Plot extraversion against volunteering and split the data by your group-id variable (type in the previous example). Why do the two types differ?

Hint: `ggplot(data=XXX,aes(x=XX,y=XX,group=type))+stat_summary()
We want to show that we can extrapolate from seen data: Change the range of predicted values for extraversion to 0 to 35 (even though in this example the maximal extraversion score seems to be at 23). Plot again the predicted values. This of course could also be used to interpolate data between scores (i.e. predict to the non-existing score of 10.5) by reducing the step size in seq

3 Interactions

We will look at the interaction between neuroticism and extraversion. $\hat{y} = \beta_0 + \beta_1*male + \beta_2*extraversion + \beta_3*neuroticism + \beta_3*extraversion*neuroticism$

Fit the new model with the added interaction

Hint: A+B+A:B == A*B. A:B is the interaction.
Do a model comparison of the model with interaction to the one without (use likelihood ratio or AIC/BIC).
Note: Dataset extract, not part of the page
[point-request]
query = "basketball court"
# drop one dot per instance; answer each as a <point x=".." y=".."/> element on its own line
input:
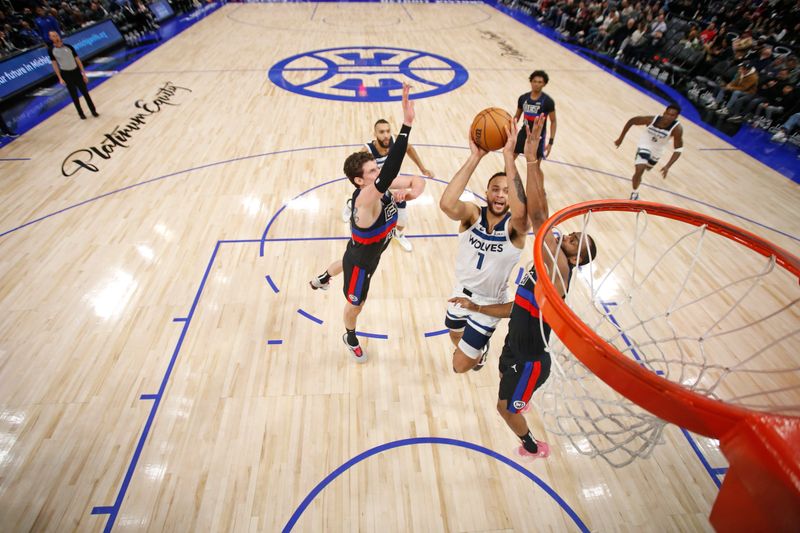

Which one explains more variance?

Hint: anova(XX,test=XX)

We want to visualize the interaction.

Use the previous df.predict where you used the expand.grid, but apply it to the new model with the interaction.
make a plot of extraversion against predictbut split it by color using aes(..., color=factor(neuroticism)).
Who is the most likely candidate to volunteer? Who is the least likely one? What is the relative risk of being very high on extraversion and very low on neuroticism against very high on extraversion and very high on neuroticism?
If you have time, try to visually compare your fit against the actual data. This is somewhat difficult for two continuous predictors, but maybe you find a way! I recommend a combination of using non-linear smoothing functions geom_smooth and facet_wrap

This concludes the logistic regression exercise. Check back to the initial goal and see whether you learned something!